If you've attempted all these and are committed to building a new workspace, you might also consider using ALM to keep the models in sync. ALM won't affect the data, just the structure. You can implement ALM across workspaces - just remember the target model must have the most recent revision tag in the source model. I've done this once before and only had two issues. First, I had to reset all the import data sources when I moved the model to a different workspace.

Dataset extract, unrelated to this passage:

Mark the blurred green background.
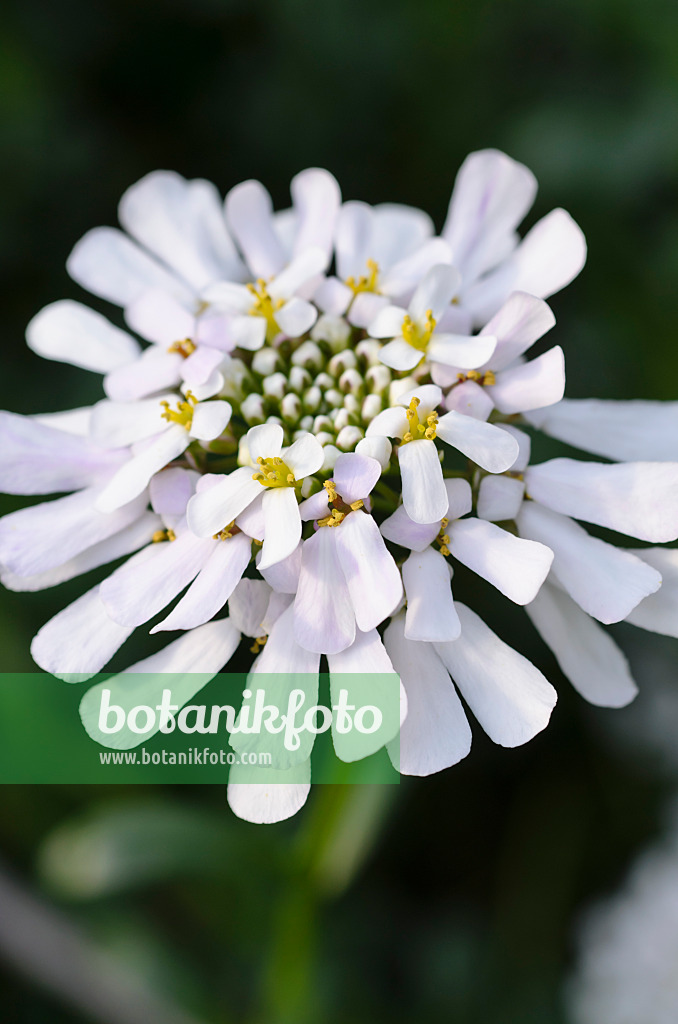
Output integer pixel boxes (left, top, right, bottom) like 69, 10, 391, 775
1, 0, 678, 1021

Second, ALM is a model level migration, not an object level.
Just some ideas for you.2
if space is taken mostly by transactions then you don't have much options to reduce the size.
I don't see any issues with having 2 data hubs, many are doing it.
As your is a time cut off, here's how I would do the transition:
1 use the current DH for one last time to populate all spoke
2 make a copy of the DH, clear it
3 load new transactions
4 in the spoke models, go the models and change the source of the data hub to the new one
5 that makes all your actions using the new DH, no need to do more.
I'd prefer that solution, not knowing everything as in theory you don't need to use the "old" data hub anymore. If in case you need, you can temporarily re-change the source or recreate one action.3
Thank you so much for your reply @JaredDolich . The article and PLANUAL are amazing and went through many times. I've been also doing a lot of improvements and work with the client to deliver data in the best format. So steps have been already taken, however, still need more space.
Regarding ALM, this is only available for Enterprise clients, so not an option.
The biggest challenge is the amount of data needed. We are loading transactional data, every month containing about 4-5 millions of transaction some months even 12million and each transaction brings about 30-35 fields which are needed. Business is growing so we expect to even more next year 🙂1
@Manuela_Apostol you may want to schedule some time with your Anaplan BP.
If you are using standard edition (the only one that doesn't have ALM) you may not even be able to connect workspaces (also, affects standard edition)
Candidly, I don't know what cross workspace data-link means but if you can't link workspaces then your ability to expand your data hub wouldn't work without an upgrade.
Here's a link with the features.2
130GB is a very big but not the biggest i've seen!
I have a few questions which could help to solve your issue:
How many different data areas / logs does the data hub contain - for example how many unique files / sources - could these be split into their own data hubs?
At any one point does all the data need to be in the datahub? - could time ranges be used and copies of the datahub be archived?
Does the client have a database / data lake? - then it could be possible to run uploads of the required data to the datahub?
Does your data validation create an exception report (all the changes) which is then refreshed in the orginal data source?
It is possible to have multiple data hubs and this is something to consider.
I look forward to hearing from you.
Thank you @usman.zia for your help. See bellow my answers:
How many different data areas / logs does the data hub contain - for example how many unique files / sources - could these be split into their own data hubs? ---> There are two main data sources - History and daily (which contains transactional data) and few other very small loads for set up lists' structure
At any one point does all the data need to be in the datahub? - could time ranges be used and copies of the datahub be archived? -> yes, for now we I need the 2 years of history plus on going months
Does the client have a database / data lake? - then it could be possible to run uploads of the required data to the datahub? -> yes
Does your data validation create an exception report (all the changes) which is then refreshed in the orginal data source? -> no, data validation only for data sent to spoke models0
Thank you ! It is definetely a good time to re-start the discussion of ALM functionality !0
That is a very good short term solution given the circumstances!